When the puck is turned over by the offensive team, the defence must be able to exit the zone fluidly. In a basic fundamental break-out, the puck is controlled by the defence behind the net who then passes up the boards to a forward. The centre curls at the strong side faceoff dot and begins to break out alongside the puck carrying winger. The winger, if undefended, may skate the puck out himself/herself, in which case the centre provides a passing option in the neutral zone, or if the winger is pressured, can make the break-out pass to the centre moving up the ice. Here the centre can carry the puck out of the zone on their own, or look for the weak side winger coming across centre ice.

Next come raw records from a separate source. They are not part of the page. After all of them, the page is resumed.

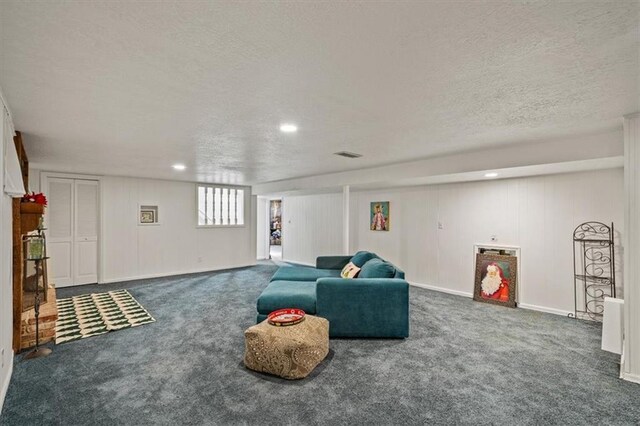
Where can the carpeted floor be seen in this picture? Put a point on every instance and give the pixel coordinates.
(465, 363)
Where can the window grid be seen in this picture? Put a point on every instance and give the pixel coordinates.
(220, 206)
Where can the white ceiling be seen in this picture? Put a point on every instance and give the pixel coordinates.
(129, 88)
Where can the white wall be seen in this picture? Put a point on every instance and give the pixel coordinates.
(311, 227)
(262, 226)
(537, 214)
(6, 265)
(176, 245)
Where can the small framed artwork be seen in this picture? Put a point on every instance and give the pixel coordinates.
(148, 215)
(496, 279)
(379, 216)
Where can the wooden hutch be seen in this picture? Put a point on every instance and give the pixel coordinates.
(26, 217)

A quick break is sometimes used to take advantage of the opponent's sloppy transition game. In this set, the defenceman directly passes to the centre curling at the faceoff dot. The centre can then carry the puck out himself/herself or try to pass to the streaking weakside winger up the ice.

===On the penalty kill===

The penalty killing unit normally consists of two forwards and two defencemen. The centre's role does not differ appreciably from any other forward, though they are almost always included on the penalty killing unit for the purpose of taking the faceoff. Depending on what formation the penalty kill uses, the centre along with the other forward on the ice will play high side defence, trying to cut off passing lanes in the slot. Secondarily, they pressure offensive players on the boards if they do not have clear possession.

== Back checking ==

The centre should always be prepared for a quick break-out pass by the opposing team. The centre is expected to play the deepest in the offensive zone but also the first of the forwards to backcheck. On the backcheck, the centre should take the first opposing player not covered (usually "the third man back").

==Faceoffs==

It is generally the centre's job to handle faceoffs for their team. Centres employ many different tactics to win faceoffs that take advantage their strength or swiftness.

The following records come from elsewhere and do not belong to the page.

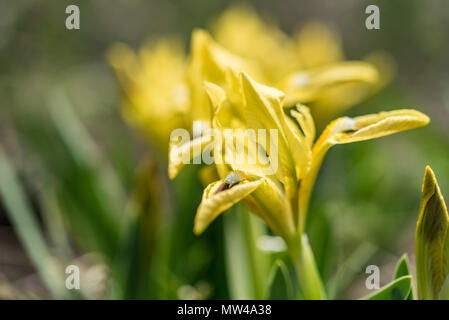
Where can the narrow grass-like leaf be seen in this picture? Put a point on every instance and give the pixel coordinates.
(398, 289)
(403, 269)
(280, 283)
(444, 292)
(431, 239)
(27, 229)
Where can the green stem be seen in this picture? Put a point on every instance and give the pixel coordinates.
(306, 270)
(246, 265)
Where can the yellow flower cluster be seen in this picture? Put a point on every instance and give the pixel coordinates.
(253, 76)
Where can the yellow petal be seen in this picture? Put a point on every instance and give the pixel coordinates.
(182, 153)
(306, 123)
(431, 239)
(264, 111)
(346, 130)
(269, 202)
(218, 197)
(315, 84)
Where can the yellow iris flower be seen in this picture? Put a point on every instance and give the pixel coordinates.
(163, 88)
(281, 198)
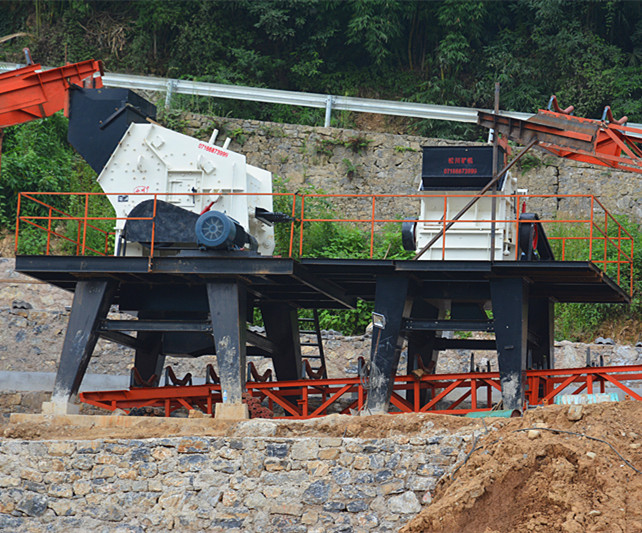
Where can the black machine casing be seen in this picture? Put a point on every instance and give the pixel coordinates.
(98, 119)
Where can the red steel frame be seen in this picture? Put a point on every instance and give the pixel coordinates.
(29, 93)
(315, 397)
(601, 245)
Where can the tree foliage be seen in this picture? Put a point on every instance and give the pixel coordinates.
(446, 52)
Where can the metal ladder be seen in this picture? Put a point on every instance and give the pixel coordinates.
(304, 329)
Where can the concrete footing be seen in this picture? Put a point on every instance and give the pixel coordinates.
(232, 411)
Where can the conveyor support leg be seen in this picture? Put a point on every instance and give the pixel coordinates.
(510, 312)
(390, 301)
(91, 304)
(227, 301)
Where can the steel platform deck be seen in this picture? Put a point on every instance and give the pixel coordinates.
(329, 283)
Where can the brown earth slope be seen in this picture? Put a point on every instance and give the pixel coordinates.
(544, 481)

Faceoff techniques and preferences vary widely from player to player depending on that player's skill at taking faceoffs, speed, strength, and agility. Although faceoff techniques differ greatly, it is almost universal now that the centre reverses his lower hand and takes the faceoff on his backhand in order to gain more strength when pulling the puck.

Bigger, heavier, and stronger centres may prefer to use strength tactics such as tying up the opposing centre and winning the puck with his feet or overpowering the opponent by ripping the puck away using sheer strength. Smaller, quicker centres may employ swiftness tactics such as trying to contact the puck before his opponent has a chance to get his stick in the dot, or the slide technique where he allows his opponent access to the dot easily so he can slide his stick underneath and pull the puck back out.

Faceoffs are critical to a team's success on offence or defence. To this end, centres that may be deficient in other areas, especially offensively, can still have value to a team if they are excellent faceoff takers. Faceoffs are often used as a measure of defensive effectiveness, and good faceoff takers play many minutes on the penalty kill and in late game lead situations where quickly gaining possession of the puck is of vital importance.